Mahatma Gandhi, his life, writings and speeches/The Duties of British Citizenship


THE DUTIES OF BRITISH CITIZENSHIP

I consider myself a lover of the British Empire, a citizen (though voteless) of the Transvaal, prepared to take my full share in promoting the general well-being of the country. And I claim it to be perfectly honourable and consistent with the above profession to advise my countrymen not to submit to the Asiatic Act, as being derogatory to their manhood and offensive to their religion. And I claim, too, that the method of passive resistance adopted to combat the mischief is the clearest and safest, because, if the cause is not true, it is the resisters, and they alone who suffer. I am perfectly aware of the danger to good government, in a country inhabited by many races unequally developed, in an honest citizen advising resistance to a law of the land. But I refuse to believe in the infallibility of legislators, I do believe that they are not always guided by generous or even just sentiments in their dealings with unrepresented classes. I venture to say that, if passive resistance is generally accepted, it will once and for ever avoid the contingency of a terrible death-struggle and bloodshed in the event (not impossible) of the natives being exasperated by a stupid mistake of our legislators.

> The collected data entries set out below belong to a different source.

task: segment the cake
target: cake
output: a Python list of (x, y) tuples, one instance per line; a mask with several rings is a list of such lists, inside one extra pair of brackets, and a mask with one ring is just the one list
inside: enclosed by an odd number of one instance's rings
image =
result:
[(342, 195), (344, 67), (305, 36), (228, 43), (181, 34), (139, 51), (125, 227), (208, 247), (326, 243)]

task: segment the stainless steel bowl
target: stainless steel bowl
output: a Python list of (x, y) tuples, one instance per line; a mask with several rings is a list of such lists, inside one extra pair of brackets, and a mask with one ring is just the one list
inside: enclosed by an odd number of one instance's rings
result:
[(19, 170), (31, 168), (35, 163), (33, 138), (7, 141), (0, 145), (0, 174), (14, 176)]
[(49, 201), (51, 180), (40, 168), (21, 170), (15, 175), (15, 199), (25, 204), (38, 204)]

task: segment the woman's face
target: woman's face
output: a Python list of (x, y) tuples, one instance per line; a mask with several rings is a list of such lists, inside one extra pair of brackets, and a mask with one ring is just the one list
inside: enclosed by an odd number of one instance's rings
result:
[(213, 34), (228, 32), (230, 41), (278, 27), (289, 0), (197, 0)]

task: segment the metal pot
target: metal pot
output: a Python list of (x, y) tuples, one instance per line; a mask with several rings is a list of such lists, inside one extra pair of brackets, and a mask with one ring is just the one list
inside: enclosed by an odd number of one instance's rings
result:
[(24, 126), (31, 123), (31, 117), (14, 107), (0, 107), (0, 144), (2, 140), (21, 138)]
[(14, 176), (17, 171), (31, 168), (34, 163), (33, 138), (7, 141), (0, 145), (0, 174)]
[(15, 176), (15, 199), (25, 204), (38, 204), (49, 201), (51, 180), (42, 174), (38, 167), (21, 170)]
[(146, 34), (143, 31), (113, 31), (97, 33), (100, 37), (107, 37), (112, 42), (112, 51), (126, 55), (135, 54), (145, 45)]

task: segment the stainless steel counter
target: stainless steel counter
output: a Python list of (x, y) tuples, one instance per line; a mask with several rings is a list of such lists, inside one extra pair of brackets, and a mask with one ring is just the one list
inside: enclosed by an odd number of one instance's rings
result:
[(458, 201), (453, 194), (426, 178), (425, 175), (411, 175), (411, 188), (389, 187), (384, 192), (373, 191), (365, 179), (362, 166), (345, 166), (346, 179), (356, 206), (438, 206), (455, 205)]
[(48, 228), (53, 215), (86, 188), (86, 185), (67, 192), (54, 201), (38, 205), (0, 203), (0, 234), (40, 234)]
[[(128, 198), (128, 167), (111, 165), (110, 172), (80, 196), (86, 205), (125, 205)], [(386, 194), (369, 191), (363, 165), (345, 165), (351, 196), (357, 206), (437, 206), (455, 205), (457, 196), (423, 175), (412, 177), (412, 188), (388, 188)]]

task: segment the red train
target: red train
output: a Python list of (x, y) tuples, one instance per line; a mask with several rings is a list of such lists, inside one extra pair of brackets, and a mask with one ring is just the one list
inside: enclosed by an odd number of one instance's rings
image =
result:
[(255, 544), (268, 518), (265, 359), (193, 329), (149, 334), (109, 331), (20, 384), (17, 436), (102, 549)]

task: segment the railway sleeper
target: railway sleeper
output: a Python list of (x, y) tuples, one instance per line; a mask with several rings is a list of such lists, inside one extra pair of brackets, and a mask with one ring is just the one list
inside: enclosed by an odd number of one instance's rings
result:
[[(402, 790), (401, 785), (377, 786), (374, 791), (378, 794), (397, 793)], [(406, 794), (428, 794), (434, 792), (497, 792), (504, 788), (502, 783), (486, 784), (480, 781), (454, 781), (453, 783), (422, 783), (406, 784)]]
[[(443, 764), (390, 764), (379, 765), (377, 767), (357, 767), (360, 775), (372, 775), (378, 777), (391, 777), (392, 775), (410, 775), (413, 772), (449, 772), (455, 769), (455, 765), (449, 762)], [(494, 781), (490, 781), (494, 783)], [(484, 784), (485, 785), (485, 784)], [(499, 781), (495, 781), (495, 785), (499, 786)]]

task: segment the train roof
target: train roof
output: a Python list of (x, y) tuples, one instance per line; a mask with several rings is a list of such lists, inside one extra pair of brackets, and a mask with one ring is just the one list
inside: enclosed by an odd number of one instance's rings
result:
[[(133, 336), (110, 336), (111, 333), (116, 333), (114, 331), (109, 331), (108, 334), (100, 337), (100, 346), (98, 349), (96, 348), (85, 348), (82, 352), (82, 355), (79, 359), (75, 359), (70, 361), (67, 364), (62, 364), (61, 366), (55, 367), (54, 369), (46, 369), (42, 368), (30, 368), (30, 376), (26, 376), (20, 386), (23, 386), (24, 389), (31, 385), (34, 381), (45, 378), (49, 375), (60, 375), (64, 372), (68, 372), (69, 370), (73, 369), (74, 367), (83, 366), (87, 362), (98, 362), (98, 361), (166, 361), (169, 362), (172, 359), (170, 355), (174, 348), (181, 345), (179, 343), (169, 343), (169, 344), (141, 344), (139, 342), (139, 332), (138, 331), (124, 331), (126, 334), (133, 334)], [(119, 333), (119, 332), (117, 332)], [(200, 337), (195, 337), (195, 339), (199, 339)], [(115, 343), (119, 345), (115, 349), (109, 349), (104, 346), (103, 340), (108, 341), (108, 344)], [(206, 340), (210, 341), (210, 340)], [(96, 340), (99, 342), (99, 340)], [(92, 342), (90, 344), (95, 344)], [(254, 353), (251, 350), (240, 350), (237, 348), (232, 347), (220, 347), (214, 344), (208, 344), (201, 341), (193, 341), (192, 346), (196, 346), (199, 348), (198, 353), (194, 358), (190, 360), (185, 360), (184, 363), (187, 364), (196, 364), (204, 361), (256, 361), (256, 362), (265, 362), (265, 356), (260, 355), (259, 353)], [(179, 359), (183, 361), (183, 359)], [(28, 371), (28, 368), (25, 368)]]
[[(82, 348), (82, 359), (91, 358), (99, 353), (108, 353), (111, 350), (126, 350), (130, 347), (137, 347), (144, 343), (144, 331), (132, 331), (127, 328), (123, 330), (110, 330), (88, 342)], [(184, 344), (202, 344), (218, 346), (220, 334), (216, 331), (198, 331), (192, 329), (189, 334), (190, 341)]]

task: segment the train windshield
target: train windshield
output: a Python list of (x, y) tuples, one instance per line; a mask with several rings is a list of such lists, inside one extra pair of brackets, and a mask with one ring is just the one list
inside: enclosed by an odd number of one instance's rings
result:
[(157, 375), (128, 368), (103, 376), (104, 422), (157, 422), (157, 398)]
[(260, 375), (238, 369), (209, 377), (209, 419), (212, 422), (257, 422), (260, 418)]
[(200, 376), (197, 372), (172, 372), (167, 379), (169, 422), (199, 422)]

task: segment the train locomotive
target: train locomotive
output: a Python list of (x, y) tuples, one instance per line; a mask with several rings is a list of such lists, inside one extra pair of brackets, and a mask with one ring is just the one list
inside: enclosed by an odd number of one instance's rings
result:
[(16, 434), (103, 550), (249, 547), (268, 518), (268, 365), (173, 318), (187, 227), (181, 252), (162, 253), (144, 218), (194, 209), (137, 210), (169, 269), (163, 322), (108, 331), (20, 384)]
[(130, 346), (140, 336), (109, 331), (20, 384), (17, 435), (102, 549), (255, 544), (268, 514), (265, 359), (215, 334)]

It has been said that those who do not like the law may leave the country. This is all very well spoken from a cushioned chair, but it is neither possible nor becoming for men to leave their homes because they do not subscribe to certain laws enacted against them. The inlanders of the Boer regime complained of harsh laws; they, too, were told that if they did not like them they could retire from the country. Are Indians, who are fighting for their self-respect, to slink away from the country for fear of suffering imprisonment or worse? If I could help it, nothing would remove Indians from the country save brute force. It is no part of a citizen's duty to pay blind obedience to the laws imposed on him. And if my countrymen believe in God and the existence of the soul, then, while they may admit that their bodies belong to the state to be imprisoned and deported, their minds, their wills, and their souls must ever remain free like the birds of the air, and are beyond the reach of the swiftest arrow. — (Indian Opinion).